O advogado Jean Eduardo Nicolau, especialista em direito esportivo, faz ressalvas quanto à redação do artigo, mas interpreta que o novo calendário deve, de fato, ser utilizado por dois anos antes de uma nova mudança:
“O artigo não segue a melhor técnica jurídica, mas uma interpretação sistemática leva a crer que sim, para que haja mudança são necessárias as duas condições. O inciso II utiliza o termo observado o procedimento de que trata este artigo, englobando a aprovação do CNE como condição. Se o inciso I fosse suficiente, não haveria sentido na existência do segundo”, afirma.
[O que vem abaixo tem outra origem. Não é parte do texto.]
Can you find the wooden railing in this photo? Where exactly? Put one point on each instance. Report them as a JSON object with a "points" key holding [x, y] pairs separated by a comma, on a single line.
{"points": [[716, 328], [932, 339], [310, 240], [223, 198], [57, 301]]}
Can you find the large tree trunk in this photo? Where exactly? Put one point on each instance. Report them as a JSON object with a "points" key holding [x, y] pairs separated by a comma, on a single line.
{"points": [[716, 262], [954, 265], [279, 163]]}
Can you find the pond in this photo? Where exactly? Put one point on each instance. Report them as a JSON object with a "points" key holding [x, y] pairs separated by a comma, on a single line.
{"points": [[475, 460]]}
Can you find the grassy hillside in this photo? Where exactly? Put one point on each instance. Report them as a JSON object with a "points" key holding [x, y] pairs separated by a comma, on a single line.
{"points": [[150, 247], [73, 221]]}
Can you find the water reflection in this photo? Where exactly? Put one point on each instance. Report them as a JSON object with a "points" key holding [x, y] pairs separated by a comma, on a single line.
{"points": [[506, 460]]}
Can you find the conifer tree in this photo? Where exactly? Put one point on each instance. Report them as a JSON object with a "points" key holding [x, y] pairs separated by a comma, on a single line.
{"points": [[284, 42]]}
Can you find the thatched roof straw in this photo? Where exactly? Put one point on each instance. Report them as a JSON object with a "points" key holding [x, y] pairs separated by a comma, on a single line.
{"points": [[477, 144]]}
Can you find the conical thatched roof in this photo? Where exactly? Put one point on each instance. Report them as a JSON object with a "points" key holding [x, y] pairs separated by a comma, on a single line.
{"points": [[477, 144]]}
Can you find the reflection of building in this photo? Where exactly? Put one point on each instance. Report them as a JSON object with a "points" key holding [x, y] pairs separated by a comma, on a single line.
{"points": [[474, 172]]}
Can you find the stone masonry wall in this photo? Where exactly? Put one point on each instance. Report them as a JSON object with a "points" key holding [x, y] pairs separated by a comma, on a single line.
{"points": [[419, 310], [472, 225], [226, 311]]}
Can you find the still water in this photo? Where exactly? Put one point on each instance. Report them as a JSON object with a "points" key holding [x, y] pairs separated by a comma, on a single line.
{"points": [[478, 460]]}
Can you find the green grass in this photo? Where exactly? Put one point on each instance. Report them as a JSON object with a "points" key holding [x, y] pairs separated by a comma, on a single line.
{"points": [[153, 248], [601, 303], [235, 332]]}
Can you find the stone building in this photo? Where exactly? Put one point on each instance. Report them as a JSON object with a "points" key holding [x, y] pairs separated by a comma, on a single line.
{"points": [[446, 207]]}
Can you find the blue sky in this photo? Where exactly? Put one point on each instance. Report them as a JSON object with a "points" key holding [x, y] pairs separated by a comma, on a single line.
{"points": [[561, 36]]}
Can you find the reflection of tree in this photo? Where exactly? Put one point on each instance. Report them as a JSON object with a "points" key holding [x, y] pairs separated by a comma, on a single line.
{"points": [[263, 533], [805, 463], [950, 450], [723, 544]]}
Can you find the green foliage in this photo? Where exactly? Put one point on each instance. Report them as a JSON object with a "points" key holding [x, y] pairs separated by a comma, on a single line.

O segundo especialista ouvido pela reportagem, Eduardo Carlezzo, também advogado em direito esportivo e presidente da Associação Sul-americana de Advogados do Futebol (ASAF), tem uma análise diferente.
“Eu penso bem diferente do que defendem todas as federações. Se as federações quiserem, é possível mudar o formato de disputa do estadual para aplicação em 2015 (poderia até ser possível, analisando caso a caso, mudar já para 2014) e, ao meu ver, não precisa esperar para 2016. O parágrafo quinto abaixo fala em mudanças desde sua divulgação definitiva. Então se ainda não foi divulgado definitivamente o regulamento da competição para 2015, não precisa do CNE e nem de dois anos de vigência para mudar” diz Carlezzo, que também explica que o regulamento definitivo das competições é divulgado 45 dias antes de seu início.
Carlos Ambiel, sócio do AMVO Advogados, que tem como um de seus clientes o São Paulo, e professor de direito esportivo, acredita que o Estatuto do Torcedor não apresenta uma proibição expressa, mas pode sim ser um obstáculo para o Bom Senso F.C.
“As duas condições (aprovação do CNE e dois anos de vigência do calendário) não me parecem cumulativas. Caso contrário, não haveria necessidade de ter uma exceção. Nesse caso, seriam dois anos de vigência, ou uma condição de aprovação do CNE”, avaliou Ambiel. “Não vejo como um obstáculo definitivo a uma mudança para 2015, mas pode sim, dependendo da interpretação, ser um empecilho”, completou.
O UOL Esporte também conversou com representantes jurídicos de clubes da Série A, que afirmaram que o dispositivo dos dois anos foi criado para evitar as chamadas “viradas de mesa”, impedindo que equipes escapem de rebaixamento através de mudanças no regulamento. Não sendo este o caso, em tese, poderiam ocorrer alterações antes do prazo exigido, com uma ressalva: mesmo que seja adotada a posição de que é permitido fazer mudanças antes de dois anos, elas precisam partir das entidades organizadoras dos campeonatos, as federações. Até o momento, elas são contrárias ao fim dos estaduais.
Ao anunciar a aprovação do calendário nacional de futebol para 2014 pelo CNE, o próprio portal do Governo Federal e dos ministérios afirmou que o novo modelo será válido por dois anos, abrindo caminho para a ideia de que nova mudança só ocorrerá em 2016. O assunto deverá vir à tona em 2014, quando, passada a Copa do Mundo, o Bom Senso F.C. intensificará suas reivindicações para o ano seguinte.